A more intriguing cause can be found, by looking at some the median age of marriage:
sns.regplot(x="MedianAgeMarriage", y="Divorce", data=waffles)
<AxesSubplot:xlabel='MedianAgeMarriage', ylabel='Divorce'>
sns.heatmap(data=waffles[["MedianAgeMarriage", "Divorce"]].corr(), annot=True)
<AxesSubplot:>
Not only do these values correlate much stronger, they also offer a better explanation for the divorce rate and can shed light on the weird waffle house riddle.
If we look at the states and their number median age of marriage:
waffles.sort_values(by="MedianAgeMarriage")[["Location", "MedianAgeMarriage"]].head(10)
Location | MedianAgeMarriage | |
---|---|---|
12 | Idaho | 23.2 |
43 | Utah | 23.3 |
49 | Wyoming | 24.2 |
3 | Arkansas | 24.3 |
35 | Oklahoma | 24.4 |
17 | Kentucky | 24.8 |
47 | West Virginia | 25.0 |
16 | Kansas | 25.0 |
1 | Alaska | 25.2 |
42 | Texas | 25.2 |
We see that people in the more rural southern states tend to get married at young ages.

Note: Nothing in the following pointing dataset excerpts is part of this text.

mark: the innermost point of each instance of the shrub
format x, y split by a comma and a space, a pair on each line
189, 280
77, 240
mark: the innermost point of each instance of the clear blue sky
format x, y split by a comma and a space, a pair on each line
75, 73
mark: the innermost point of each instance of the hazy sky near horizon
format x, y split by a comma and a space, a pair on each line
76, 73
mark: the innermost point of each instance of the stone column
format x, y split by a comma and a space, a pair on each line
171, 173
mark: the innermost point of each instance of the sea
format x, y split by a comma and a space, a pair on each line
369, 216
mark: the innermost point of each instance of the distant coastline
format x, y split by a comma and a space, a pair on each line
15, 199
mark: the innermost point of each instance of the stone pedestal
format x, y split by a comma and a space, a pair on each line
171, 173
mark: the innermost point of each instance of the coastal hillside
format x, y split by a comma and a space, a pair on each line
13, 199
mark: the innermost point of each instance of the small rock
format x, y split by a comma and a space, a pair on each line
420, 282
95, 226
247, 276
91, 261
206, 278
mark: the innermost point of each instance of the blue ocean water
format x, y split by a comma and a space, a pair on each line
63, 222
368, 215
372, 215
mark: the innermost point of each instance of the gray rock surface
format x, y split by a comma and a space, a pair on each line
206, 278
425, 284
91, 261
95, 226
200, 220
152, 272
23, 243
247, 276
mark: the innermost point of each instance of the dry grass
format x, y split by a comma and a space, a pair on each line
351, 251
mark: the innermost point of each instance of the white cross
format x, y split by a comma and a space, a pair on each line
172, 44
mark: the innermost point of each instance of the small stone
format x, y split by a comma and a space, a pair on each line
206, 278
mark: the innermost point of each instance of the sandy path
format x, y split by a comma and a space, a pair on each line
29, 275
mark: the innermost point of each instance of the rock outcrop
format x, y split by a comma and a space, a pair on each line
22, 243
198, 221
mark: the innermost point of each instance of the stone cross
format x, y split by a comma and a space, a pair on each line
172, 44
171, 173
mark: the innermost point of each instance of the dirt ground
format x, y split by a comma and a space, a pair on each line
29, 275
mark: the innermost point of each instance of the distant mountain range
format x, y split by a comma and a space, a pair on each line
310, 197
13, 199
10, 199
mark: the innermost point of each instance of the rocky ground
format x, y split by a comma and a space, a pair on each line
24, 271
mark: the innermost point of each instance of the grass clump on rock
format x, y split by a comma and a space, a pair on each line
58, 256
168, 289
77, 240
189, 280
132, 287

Without further data, it would be speculation what drives them to get married so early. (Possibly more conservative religious beliefs and values...)
But it's safe to assume that marriages of older people who might have spent some time in a relationship before are generally more stable.
Furthermore, to explain the correlation of divorce of WaffleHouse we have to know that the WaffleHouse brand originated in Georgia and is predominantly common in the south of the US.
So the correlation, between the divorce rate and the number of WaffleHouses per state is just a coincidence driven by external factors (that our data does not completely reflect).
So stay aware of spurious correlations and always be critical of your findings!